Thank you for the helpful replies. It is kind of you to share your experience.

crestar talk about kicking someone whilst they are down.

OP posts:
almostn9ne · 24/08/2019 23:30

I was the one that was left by ex and we told them together 5 years ago. It was bloody awful and a painful experience for all of us (inc ex of course - no-one decides to separate on a whim) but I think what helped my lot over time was listening, reassurance, checking in with them, honesty, and as-quick-as-possible return to warmth and love between the separated parents.

We are 5 years in and I still check in with them occasionally, to let them know there's still space to talk. One child still feels sad so likes the space to chat about it. The others are really happy and it's a non-conversation. I intend to keep the communication going for as long as they need.

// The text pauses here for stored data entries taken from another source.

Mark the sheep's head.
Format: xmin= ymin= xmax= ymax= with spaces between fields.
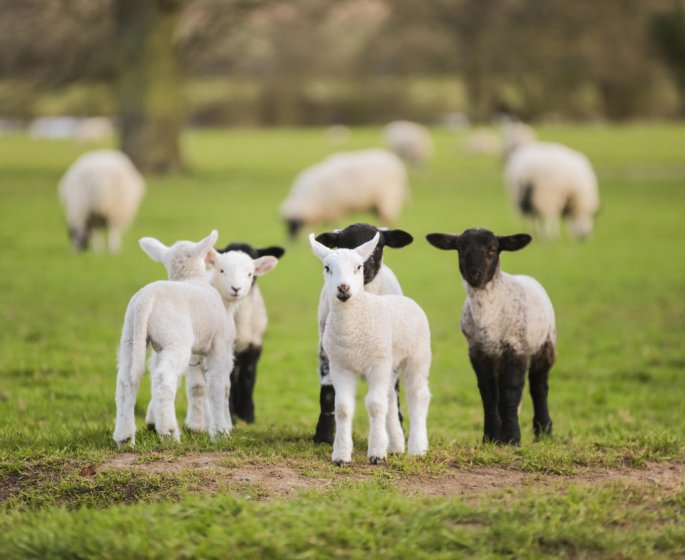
xmin=314 ymin=223 xmax=412 ymax=285
xmin=426 ymin=228 xmax=531 ymax=289
xmin=219 ymin=242 xmax=285 ymax=287
xmin=139 ymin=230 xmax=218 ymax=281
xmin=206 ymin=249 xmax=278 ymax=302
xmin=309 ymin=232 xmax=380 ymax=303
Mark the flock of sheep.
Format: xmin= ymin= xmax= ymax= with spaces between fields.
xmin=57 ymin=120 xmax=599 ymax=464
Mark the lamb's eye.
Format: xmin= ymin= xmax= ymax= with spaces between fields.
xmin=248 ymin=272 xmax=253 ymax=278
xmin=324 ymin=265 xmax=330 ymax=273
xmin=356 ymin=265 xmax=362 ymax=271
xmin=220 ymin=269 xmax=224 ymax=274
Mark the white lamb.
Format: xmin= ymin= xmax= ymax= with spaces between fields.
xmin=426 ymin=228 xmax=555 ymax=445
xmin=504 ymin=141 xmax=600 ymax=240
xmin=384 ymin=120 xmax=433 ymax=166
xmin=137 ymin=236 xmax=280 ymax=434
xmin=309 ymin=232 xmax=431 ymax=465
xmin=311 ymin=223 xmax=413 ymax=445
xmin=280 ymin=148 xmax=408 ymax=239
xmin=58 ymin=149 xmax=145 ymax=253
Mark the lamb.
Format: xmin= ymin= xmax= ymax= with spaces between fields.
xmin=58 ymin=149 xmax=145 ymax=253
xmin=312 ymin=223 xmax=413 ymax=444
xmin=504 ymin=140 xmax=600 ymax=240
xmin=426 ymin=228 xmax=555 ymax=445
xmin=217 ymin=242 xmax=286 ymax=424
xmin=138 ymin=235 xmax=281 ymax=433
xmin=280 ymin=149 xmax=409 ymax=239
xmin=384 ymin=120 xmax=433 ymax=166
xmin=309 ymin=232 xmax=431 ymax=465
xmin=113 ymin=230 xmax=278 ymax=446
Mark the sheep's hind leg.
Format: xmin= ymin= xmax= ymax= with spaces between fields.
xmin=152 ymin=348 xmax=190 ymax=442
xmin=497 ymin=346 xmax=527 ymax=445
xmin=185 ymin=359 xmax=207 ymax=432
xmin=234 ymin=345 xmax=261 ymax=423
xmin=313 ymin=344 xmax=336 ymax=444
xmin=469 ymin=347 xmax=501 ymax=444
xmin=386 ymin=378 xmax=405 ymax=454
xmin=365 ymin=364 xmax=392 ymax=464
xmin=331 ymin=368 xmax=356 ymax=465
xmin=402 ymin=360 xmax=430 ymax=456
xmin=529 ymin=340 xmax=555 ymax=439
xmin=113 ymin=371 xmax=142 ymax=447
xmin=205 ymin=348 xmax=233 ymax=440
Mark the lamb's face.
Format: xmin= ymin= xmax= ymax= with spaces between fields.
xmin=426 ymin=228 xmax=532 ymax=290
xmin=309 ymin=231 xmax=381 ymax=303
xmin=321 ymin=250 xmax=366 ymax=302
xmin=207 ymin=250 xmax=278 ymax=302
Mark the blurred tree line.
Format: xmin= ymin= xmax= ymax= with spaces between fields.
xmin=0 ymin=0 xmax=683 ymax=171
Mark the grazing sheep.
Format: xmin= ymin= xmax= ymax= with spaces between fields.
xmin=280 ymin=149 xmax=409 ymax=239
xmin=426 ymin=228 xmax=555 ymax=445
xmin=312 ymin=223 xmax=413 ymax=444
xmin=139 ymin=236 xmax=280 ymax=432
xmin=218 ymin=242 xmax=286 ymax=424
xmin=384 ymin=120 xmax=433 ymax=166
xmin=504 ymin=141 xmax=600 ymax=240
xmin=309 ymin=232 xmax=431 ymax=465
xmin=58 ymin=149 xmax=145 ymax=253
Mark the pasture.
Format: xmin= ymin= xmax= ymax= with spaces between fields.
xmin=0 ymin=125 xmax=684 ymax=558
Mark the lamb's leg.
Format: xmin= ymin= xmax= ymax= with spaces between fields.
xmin=386 ymin=378 xmax=405 ymax=454
xmin=365 ymin=364 xmax=392 ymax=464
xmin=152 ymin=348 xmax=190 ymax=442
xmin=497 ymin=347 xmax=527 ymax=445
xmin=107 ymin=226 xmax=122 ymax=254
xmin=331 ymin=367 xmax=356 ymax=465
xmin=113 ymin=370 xmax=141 ymax=447
xmin=401 ymin=360 xmax=430 ymax=456
xmin=234 ymin=345 xmax=261 ymax=423
xmin=529 ymin=340 xmax=555 ymax=439
xmin=228 ymin=358 xmax=240 ymax=421
xmin=469 ymin=347 xmax=501 ymax=443
xmin=393 ymin=377 xmax=403 ymax=427
xmin=145 ymin=352 xmax=160 ymax=430
xmin=205 ymin=348 xmax=233 ymax=440
xmin=185 ymin=359 xmax=207 ymax=432
xmin=313 ymin=343 xmax=336 ymax=444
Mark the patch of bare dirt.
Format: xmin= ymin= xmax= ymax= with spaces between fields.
xmin=101 ymin=454 xmax=684 ymax=499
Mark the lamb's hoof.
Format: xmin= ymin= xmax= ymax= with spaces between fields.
xmin=159 ymin=430 xmax=181 ymax=443
xmin=534 ymin=419 xmax=553 ymax=440
xmin=185 ymin=422 xmax=207 ymax=433
xmin=313 ymin=415 xmax=335 ymax=444
xmin=368 ymin=456 xmax=386 ymax=465
xmin=332 ymin=459 xmax=350 ymax=467
xmin=115 ymin=436 xmax=134 ymax=449
xmin=146 ymin=423 xmax=156 ymax=431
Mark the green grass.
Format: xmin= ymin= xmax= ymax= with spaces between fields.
xmin=0 ymin=124 xmax=684 ymax=558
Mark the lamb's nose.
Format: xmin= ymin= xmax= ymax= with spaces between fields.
xmin=338 ymin=283 xmax=350 ymax=295
xmin=231 ymin=286 xmax=240 ymax=295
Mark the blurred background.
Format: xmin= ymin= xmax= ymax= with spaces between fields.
xmin=1 ymin=0 xmax=684 ymax=173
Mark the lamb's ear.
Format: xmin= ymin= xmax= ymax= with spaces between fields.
xmin=309 ymin=233 xmax=331 ymax=261
xmin=194 ymin=229 xmax=219 ymax=257
xmin=205 ymin=248 xmax=220 ymax=267
xmin=253 ymin=256 xmax=278 ymax=276
xmin=426 ymin=233 xmax=460 ymax=251
xmin=256 ymin=246 xmax=286 ymax=260
xmin=498 ymin=234 xmax=532 ymax=252
xmin=314 ymin=231 xmax=340 ymax=248
xmin=380 ymin=228 xmax=413 ymax=248
xmin=139 ymin=237 xmax=168 ymax=262
xmin=355 ymin=232 xmax=380 ymax=262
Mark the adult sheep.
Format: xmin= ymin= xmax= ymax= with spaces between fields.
xmin=280 ymin=149 xmax=409 ymax=239
xmin=58 ymin=149 xmax=145 ymax=253
xmin=384 ymin=120 xmax=433 ymax=166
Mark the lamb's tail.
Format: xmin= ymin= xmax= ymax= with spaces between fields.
xmin=117 ymin=293 xmax=153 ymax=386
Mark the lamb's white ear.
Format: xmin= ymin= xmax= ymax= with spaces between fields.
xmin=194 ymin=229 xmax=219 ymax=256
xmin=253 ymin=256 xmax=278 ymax=276
xmin=139 ymin=237 xmax=168 ymax=262
xmin=205 ymin=248 xmax=220 ymax=267
xmin=355 ymin=232 xmax=380 ymax=262
xmin=308 ymin=233 xmax=331 ymax=261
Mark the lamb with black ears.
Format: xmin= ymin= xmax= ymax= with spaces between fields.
xmin=426 ymin=228 xmax=556 ymax=445
xmin=312 ymin=223 xmax=413 ymax=444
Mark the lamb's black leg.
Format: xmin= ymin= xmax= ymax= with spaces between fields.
xmin=228 ymin=361 xmax=241 ymax=421
xmin=313 ymin=344 xmax=336 ymax=444
xmin=529 ymin=340 xmax=555 ymax=439
xmin=497 ymin=346 xmax=527 ymax=445
xmin=469 ymin=347 xmax=501 ymax=443
xmin=234 ymin=345 xmax=261 ymax=423
xmin=394 ymin=379 xmax=403 ymax=428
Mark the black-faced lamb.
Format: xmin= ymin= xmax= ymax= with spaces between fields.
xmin=426 ymin=228 xmax=555 ymax=445
xmin=280 ymin=149 xmax=408 ymax=239
xmin=310 ymin=232 xmax=431 ymax=465
xmin=311 ymin=223 xmax=413 ymax=444
xmin=58 ymin=149 xmax=145 ymax=253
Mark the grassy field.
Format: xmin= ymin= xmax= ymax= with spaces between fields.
xmin=0 ymin=124 xmax=684 ymax=558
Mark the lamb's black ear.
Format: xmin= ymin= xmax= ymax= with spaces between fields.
xmin=257 ymin=246 xmax=286 ymax=259
xmin=498 ymin=234 xmax=532 ymax=252
xmin=315 ymin=231 xmax=340 ymax=248
xmin=426 ymin=233 xmax=459 ymax=251
xmin=381 ymin=229 xmax=413 ymax=248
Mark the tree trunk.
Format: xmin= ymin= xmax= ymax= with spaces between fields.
xmin=115 ymin=0 xmax=183 ymax=174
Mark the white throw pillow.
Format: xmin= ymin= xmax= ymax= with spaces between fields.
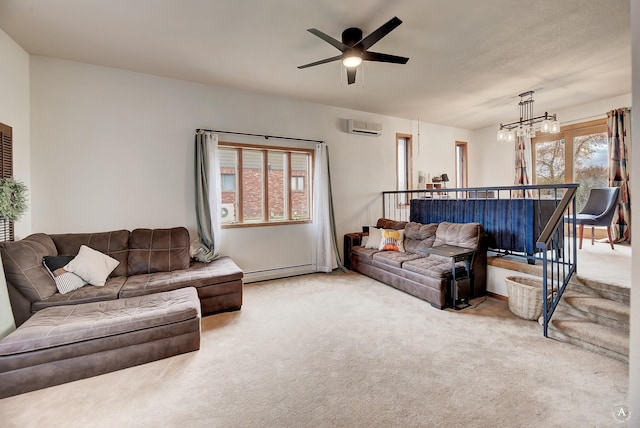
xmin=63 ymin=245 xmax=120 ymax=286
xmin=365 ymin=227 xmax=382 ymax=249
xmin=52 ymin=271 xmax=88 ymax=294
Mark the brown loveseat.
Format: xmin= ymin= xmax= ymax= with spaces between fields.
xmin=344 ymin=218 xmax=486 ymax=309
xmin=0 ymin=227 xmax=243 ymax=398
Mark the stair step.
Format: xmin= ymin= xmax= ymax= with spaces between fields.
xmin=547 ymin=318 xmax=629 ymax=363
xmin=557 ymin=294 xmax=630 ymax=332
xmin=567 ymin=276 xmax=629 ymax=304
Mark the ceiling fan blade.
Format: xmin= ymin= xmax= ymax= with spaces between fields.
xmin=346 ymin=67 xmax=357 ymax=85
xmin=298 ymin=55 xmax=342 ymax=69
xmin=356 ymin=16 xmax=403 ymax=51
xmin=307 ymin=28 xmax=348 ymax=52
xmin=363 ymin=51 xmax=409 ymax=64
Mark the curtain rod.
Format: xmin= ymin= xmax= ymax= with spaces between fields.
xmin=196 ymin=128 xmax=323 ymax=144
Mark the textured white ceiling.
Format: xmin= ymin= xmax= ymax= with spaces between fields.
xmin=0 ymin=0 xmax=631 ymax=130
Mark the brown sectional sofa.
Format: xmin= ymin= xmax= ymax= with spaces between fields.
xmin=345 ymin=218 xmax=486 ymax=309
xmin=1 ymin=227 xmax=243 ymax=326
xmin=0 ymin=227 xmax=243 ymax=398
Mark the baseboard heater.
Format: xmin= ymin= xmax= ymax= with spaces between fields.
xmin=244 ymin=264 xmax=315 ymax=283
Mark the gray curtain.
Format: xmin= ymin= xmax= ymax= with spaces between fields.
xmin=192 ymin=131 xmax=221 ymax=262
xmin=313 ymin=143 xmax=345 ymax=272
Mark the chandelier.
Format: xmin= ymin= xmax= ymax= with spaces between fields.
xmin=496 ymin=91 xmax=559 ymax=142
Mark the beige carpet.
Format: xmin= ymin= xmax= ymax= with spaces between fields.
xmin=0 ymin=272 xmax=629 ymax=427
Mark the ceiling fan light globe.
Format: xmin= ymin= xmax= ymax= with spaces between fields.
xmin=342 ymin=56 xmax=363 ymax=68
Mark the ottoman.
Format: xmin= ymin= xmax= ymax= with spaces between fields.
xmin=0 ymin=287 xmax=201 ymax=398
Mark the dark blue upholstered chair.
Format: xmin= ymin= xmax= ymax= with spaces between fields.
xmin=574 ymin=187 xmax=620 ymax=250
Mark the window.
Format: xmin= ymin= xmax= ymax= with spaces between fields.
xmin=455 ymin=141 xmax=468 ymax=188
xmin=221 ymin=173 xmax=236 ymax=191
xmin=218 ymin=143 xmax=313 ymax=226
xmin=291 ymin=176 xmax=305 ymax=191
xmin=396 ymin=133 xmax=412 ymax=203
xmin=0 ymin=122 xmax=13 ymax=242
xmin=532 ymin=118 xmax=608 ymax=211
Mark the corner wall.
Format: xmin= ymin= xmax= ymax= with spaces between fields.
xmin=0 ymin=28 xmax=30 ymax=337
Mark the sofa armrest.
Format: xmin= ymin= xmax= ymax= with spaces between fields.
xmin=343 ymin=233 xmax=366 ymax=270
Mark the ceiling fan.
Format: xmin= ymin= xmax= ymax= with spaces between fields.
xmin=298 ymin=16 xmax=409 ymax=85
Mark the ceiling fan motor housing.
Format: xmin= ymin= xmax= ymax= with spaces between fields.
xmin=342 ymin=27 xmax=363 ymax=47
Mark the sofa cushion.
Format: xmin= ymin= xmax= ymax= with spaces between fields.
xmin=127 ymin=227 xmax=190 ymax=276
xmin=51 ymin=230 xmax=130 ymax=278
xmin=434 ymin=222 xmax=481 ymax=249
xmin=31 ymin=277 xmax=126 ymax=312
xmin=403 ymin=222 xmax=438 ymax=253
xmin=404 ymin=222 xmax=438 ymax=241
xmin=372 ymin=251 xmax=422 ymax=269
xmin=0 ymin=287 xmax=200 ymax=357
xmin=376 ymin=218 xmax=407 ymax=230
xmin=120 ymin=256 xmax=243 ymax=298
xmin=351 ymin=246 xmax=379 ymax=260
xmin=0 ymin=234 xmax=58 ymax=302
xmin=403 ymin=256 xmax=467 ymax=280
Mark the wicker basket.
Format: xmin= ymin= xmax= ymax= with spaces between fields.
xmin=505 ymin=276 xmax=545 ymax=320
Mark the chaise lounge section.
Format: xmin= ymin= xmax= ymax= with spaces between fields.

I still miss them dreadfully when they're with their Dad so I can't help you there. It's like my life is just on hold till they're back. But I have lots of friends in my situation who love the chance to have a bit of time to themselves. I think at first there will be a hole but then you'll feel like my friends do. I have yet to get there but that's perhaps to do with my own personal make-up and less about the situation.

almostn9ne · 24/08/2019 23:33

And by the way, I have a new partner now so I have moved on. Missing the kids is a different thing to having the enjoyment and fulfilment I have back in my personal life again.